Morris Jacobs was born in Russia in 1855 and already a naturalised British citizen by the time his first business was opened in Mountain Ash in 1874. By 1884 he had opened a second shop in Aberdare. Morris became well known throughout the area for being a pawnbroker, outfitter and jeweller. At first, the shop in Aberdare operated as a pawnbroker’s, but eventually shifted focus and became a draper’s, offering working men’s clothes such as Wrangler jeans and workwear for coal miners, and later, boys' and girls' school wear and sportswear. Jacobs and Sons Ltd was still trading into the 1980s, as their advertisements were still being published in The Aberdarian in 1983. However, there are photographs from the late 1980s that show the shop boarded up and displaying a FOR SALE sign. It was the last and longest serving Jewish shop in Aberdare.

Morris Jacobs was a significant figure in the Jewish Community of Aberdare. From 1889, when the first synagogue in Aberdare was established, Mr Jacobs was confirmed as the congregation secretary. He was also elected as the President of the synagogue congregation from 1892 until 1905. Morris died in 1925, aged 72.

At the turn of the 20th century, the Cynon Valley had a small Jewish community, consisting of some fifty families throughout the towns of Abercynon, Penrhiwceiber, Mountain Ash, Aberaman and Aberdare. Most of Jewish families came to Aberdare from Eastern Europe, mainly Russia. The earliest record of Jewish presence and activity in the Cynon Valley dates to 1858-9. The name of Harris Freedman and the partnership of Lyons and Hyman are listed as trading as pawnbrokers and general dealers in Aberdare.

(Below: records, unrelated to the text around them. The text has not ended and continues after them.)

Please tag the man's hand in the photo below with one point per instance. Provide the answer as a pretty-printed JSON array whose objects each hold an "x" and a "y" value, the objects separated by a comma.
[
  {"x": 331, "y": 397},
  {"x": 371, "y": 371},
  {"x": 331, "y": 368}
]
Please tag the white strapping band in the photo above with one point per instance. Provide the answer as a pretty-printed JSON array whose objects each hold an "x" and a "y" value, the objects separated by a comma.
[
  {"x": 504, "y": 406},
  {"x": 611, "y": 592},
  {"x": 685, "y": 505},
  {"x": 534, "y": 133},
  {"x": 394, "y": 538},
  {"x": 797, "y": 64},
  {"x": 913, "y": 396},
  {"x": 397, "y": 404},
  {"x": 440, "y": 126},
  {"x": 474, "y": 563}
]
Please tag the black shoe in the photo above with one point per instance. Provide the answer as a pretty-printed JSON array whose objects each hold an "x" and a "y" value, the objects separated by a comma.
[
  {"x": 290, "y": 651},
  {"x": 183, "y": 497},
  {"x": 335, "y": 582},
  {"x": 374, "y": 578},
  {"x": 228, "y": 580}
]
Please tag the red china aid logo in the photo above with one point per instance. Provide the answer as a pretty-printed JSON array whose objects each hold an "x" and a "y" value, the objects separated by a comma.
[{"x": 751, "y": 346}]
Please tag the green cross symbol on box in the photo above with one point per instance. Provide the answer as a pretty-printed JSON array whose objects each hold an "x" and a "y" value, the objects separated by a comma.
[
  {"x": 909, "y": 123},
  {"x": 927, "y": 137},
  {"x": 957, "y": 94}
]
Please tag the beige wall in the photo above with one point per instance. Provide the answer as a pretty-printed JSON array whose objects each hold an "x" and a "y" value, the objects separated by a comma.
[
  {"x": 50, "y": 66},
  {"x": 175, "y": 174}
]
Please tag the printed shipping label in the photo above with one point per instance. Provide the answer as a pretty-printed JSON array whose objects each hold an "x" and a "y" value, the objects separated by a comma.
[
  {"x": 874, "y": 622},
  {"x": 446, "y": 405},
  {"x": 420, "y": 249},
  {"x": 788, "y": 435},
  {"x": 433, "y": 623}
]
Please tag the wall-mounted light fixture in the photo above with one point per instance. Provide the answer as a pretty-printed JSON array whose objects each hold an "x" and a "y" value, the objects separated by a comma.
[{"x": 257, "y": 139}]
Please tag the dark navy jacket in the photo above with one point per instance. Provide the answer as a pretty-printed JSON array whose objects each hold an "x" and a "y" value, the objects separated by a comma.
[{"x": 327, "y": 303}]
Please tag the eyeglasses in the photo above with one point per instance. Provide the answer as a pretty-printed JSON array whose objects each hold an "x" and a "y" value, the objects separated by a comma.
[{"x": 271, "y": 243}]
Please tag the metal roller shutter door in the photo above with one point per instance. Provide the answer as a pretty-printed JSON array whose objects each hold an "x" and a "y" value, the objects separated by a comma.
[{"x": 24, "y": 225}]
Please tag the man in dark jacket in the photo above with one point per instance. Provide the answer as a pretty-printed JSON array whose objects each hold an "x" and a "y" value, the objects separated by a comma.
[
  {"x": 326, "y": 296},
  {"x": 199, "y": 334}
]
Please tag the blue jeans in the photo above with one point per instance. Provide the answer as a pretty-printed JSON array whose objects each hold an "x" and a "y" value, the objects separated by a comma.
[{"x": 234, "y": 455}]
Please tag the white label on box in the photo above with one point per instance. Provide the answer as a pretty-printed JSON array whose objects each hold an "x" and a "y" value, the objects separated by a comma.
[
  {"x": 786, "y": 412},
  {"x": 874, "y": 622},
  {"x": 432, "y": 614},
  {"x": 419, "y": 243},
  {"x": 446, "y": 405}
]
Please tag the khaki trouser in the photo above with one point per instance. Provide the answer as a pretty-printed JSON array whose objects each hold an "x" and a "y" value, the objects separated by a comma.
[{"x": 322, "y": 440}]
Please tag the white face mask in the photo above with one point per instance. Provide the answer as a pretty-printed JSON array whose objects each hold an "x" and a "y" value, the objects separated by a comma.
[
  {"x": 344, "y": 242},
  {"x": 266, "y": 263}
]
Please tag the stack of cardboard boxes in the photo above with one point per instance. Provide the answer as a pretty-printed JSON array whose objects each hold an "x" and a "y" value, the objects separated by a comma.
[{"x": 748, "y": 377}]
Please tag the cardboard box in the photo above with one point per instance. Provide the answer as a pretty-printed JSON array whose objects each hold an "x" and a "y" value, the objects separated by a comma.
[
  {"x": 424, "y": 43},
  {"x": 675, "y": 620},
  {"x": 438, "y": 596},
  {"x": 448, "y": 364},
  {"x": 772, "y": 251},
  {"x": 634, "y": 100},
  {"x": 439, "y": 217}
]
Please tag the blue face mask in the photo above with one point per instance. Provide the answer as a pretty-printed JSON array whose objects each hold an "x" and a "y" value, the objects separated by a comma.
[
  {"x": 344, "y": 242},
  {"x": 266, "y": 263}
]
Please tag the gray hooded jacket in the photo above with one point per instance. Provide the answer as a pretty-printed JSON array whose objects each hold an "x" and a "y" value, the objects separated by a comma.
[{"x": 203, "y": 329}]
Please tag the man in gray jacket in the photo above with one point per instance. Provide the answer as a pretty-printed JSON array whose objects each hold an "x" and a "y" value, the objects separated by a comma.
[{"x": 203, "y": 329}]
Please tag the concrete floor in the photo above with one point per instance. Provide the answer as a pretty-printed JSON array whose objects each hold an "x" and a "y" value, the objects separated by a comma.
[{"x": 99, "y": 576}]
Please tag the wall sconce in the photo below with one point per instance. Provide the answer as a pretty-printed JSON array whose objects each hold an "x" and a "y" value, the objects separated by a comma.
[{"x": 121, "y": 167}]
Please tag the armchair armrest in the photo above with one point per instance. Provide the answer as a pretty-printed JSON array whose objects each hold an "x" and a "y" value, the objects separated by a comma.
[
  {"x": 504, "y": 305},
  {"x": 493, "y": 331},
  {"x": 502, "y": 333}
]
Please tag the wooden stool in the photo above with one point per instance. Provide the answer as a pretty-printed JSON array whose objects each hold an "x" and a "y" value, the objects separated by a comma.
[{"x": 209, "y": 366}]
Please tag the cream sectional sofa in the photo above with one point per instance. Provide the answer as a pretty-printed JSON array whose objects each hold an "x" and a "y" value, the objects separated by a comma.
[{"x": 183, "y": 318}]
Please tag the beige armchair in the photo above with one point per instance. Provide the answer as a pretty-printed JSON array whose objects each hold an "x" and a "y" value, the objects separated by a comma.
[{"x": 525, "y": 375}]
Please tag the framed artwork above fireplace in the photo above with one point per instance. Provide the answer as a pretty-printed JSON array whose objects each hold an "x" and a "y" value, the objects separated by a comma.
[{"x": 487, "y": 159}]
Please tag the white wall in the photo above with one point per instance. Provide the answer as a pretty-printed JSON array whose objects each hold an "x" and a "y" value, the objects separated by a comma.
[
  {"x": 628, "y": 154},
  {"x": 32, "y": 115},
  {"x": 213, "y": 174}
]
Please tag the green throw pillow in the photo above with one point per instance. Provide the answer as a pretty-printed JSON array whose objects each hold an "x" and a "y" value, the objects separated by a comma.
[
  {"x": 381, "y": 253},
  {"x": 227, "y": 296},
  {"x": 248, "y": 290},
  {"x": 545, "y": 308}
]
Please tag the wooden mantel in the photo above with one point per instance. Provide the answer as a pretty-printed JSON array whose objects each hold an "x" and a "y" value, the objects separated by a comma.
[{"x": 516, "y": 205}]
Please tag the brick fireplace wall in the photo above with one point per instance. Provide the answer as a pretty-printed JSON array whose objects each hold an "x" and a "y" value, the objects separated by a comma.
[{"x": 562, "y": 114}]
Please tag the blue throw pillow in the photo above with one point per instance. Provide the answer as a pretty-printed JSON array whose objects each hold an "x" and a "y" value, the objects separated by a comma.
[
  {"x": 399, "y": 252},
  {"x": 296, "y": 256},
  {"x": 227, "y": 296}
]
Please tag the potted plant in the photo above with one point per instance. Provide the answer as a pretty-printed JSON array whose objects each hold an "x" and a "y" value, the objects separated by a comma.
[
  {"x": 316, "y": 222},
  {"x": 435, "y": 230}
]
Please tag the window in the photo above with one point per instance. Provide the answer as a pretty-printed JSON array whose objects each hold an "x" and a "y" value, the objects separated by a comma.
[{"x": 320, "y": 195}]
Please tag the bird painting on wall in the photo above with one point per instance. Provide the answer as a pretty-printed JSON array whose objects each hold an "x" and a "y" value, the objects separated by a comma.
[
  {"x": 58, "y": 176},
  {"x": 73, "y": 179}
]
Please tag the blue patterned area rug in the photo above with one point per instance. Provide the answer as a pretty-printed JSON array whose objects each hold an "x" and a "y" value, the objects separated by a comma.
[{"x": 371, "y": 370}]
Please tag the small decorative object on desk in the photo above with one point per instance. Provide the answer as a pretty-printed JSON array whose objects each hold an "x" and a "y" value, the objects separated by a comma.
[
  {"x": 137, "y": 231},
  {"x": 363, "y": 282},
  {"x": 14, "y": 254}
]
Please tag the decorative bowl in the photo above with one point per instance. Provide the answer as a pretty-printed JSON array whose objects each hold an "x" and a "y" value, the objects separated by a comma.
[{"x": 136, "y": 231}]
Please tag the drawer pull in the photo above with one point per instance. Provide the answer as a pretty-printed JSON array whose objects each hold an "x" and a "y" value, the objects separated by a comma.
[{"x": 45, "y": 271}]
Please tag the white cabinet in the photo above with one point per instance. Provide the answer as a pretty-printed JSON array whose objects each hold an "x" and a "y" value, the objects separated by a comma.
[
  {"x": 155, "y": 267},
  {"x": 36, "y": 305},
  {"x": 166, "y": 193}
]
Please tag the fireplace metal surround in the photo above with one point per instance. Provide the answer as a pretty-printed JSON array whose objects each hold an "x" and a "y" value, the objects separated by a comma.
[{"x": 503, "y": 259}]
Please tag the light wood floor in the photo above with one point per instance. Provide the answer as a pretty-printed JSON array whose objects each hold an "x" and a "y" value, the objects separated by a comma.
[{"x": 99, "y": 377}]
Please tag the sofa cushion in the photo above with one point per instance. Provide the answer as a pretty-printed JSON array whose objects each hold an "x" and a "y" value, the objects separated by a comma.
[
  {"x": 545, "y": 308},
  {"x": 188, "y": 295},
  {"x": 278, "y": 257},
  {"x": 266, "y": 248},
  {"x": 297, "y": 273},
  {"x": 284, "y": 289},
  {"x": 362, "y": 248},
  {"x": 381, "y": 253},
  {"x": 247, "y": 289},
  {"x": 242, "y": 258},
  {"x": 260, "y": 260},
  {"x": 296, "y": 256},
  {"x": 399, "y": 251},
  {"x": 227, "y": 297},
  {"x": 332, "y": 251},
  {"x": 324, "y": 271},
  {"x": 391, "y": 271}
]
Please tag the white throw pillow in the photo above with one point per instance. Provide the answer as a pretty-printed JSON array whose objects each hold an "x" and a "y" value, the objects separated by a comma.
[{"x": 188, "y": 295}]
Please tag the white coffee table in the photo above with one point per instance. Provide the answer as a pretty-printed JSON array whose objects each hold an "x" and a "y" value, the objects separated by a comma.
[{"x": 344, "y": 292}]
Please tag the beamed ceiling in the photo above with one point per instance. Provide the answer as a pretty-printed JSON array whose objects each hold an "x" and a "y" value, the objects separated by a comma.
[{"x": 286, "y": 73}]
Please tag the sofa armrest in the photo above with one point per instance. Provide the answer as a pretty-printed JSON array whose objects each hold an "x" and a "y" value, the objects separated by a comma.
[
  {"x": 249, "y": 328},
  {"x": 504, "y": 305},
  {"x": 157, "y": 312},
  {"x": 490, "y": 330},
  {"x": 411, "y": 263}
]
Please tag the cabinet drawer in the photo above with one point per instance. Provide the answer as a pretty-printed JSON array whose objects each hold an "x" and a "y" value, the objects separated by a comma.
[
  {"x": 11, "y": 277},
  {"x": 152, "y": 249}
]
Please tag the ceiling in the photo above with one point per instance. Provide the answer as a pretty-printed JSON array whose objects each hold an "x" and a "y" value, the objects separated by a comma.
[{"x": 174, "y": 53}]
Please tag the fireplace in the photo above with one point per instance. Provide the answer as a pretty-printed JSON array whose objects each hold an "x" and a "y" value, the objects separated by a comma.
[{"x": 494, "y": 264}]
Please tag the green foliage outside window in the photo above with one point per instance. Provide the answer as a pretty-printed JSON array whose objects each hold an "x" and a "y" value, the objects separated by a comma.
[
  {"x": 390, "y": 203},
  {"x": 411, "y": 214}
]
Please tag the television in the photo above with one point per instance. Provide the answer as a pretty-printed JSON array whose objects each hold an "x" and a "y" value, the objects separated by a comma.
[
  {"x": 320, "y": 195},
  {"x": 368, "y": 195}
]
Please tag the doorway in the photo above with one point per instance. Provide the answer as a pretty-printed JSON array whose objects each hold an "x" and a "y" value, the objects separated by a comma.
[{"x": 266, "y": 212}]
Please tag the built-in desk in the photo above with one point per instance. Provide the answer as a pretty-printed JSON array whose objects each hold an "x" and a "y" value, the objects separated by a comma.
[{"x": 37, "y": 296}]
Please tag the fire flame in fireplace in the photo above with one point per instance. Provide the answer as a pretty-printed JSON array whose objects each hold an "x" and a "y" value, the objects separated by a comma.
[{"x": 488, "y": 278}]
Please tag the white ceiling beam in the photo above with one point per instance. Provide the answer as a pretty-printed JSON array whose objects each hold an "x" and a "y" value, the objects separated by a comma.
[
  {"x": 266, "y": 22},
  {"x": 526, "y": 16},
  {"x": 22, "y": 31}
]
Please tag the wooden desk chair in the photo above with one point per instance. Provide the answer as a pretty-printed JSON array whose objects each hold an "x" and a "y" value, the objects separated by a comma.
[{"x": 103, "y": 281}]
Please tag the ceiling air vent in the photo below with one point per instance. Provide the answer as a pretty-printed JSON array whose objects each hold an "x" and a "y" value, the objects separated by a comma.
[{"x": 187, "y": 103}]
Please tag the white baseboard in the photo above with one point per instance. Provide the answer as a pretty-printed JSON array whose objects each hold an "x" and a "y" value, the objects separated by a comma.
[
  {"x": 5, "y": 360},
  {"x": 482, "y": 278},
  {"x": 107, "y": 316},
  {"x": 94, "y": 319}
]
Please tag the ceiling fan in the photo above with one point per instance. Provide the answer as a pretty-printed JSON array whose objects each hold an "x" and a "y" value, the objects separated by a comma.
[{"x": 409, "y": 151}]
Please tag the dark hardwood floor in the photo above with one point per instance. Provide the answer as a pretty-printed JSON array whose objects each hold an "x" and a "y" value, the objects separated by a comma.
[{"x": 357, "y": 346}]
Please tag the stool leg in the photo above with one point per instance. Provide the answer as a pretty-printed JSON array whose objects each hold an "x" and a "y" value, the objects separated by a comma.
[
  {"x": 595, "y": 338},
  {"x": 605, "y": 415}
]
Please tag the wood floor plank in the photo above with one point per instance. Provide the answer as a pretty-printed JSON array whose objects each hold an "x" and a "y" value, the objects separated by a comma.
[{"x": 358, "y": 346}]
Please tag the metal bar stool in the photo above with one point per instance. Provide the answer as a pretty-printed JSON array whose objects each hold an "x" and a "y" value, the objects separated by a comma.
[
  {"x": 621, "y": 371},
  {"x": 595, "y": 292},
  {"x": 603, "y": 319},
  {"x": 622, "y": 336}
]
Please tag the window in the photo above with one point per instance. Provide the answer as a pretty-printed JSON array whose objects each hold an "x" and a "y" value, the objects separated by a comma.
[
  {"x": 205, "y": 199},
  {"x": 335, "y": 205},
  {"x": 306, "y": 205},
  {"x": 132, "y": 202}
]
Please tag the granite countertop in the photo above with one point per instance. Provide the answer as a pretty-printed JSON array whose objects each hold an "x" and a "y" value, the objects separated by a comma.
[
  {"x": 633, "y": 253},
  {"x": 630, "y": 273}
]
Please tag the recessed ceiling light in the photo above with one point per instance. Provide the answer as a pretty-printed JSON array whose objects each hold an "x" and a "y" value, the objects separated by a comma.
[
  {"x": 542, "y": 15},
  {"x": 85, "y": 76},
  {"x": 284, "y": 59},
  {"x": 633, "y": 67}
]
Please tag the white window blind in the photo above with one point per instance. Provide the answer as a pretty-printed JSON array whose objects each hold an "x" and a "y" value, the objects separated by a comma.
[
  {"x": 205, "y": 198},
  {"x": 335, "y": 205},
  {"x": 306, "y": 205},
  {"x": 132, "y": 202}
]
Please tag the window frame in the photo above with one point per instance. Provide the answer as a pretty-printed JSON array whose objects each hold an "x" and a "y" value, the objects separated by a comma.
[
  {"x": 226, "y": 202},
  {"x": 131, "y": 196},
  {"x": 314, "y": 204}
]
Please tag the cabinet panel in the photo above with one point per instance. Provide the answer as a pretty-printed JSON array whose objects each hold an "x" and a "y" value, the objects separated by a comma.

Initially the Jewish community worshipped in individuals' homes or business premises but in 1887 David Hart allowed the use of his premises at 19a Seymour Street, Aberdare, as a permanent Synagogue. The Aberdare Hebrew congregation was at its largest, with around 90 members, from the 1910s to the 1930s. However, the community declined and services had virtually ceased by 1957, when the congregation was down to 35. In 1966 it was reported that services were no longer held there. The building, now a private residence again, received a blue commemorative plaque in 2015.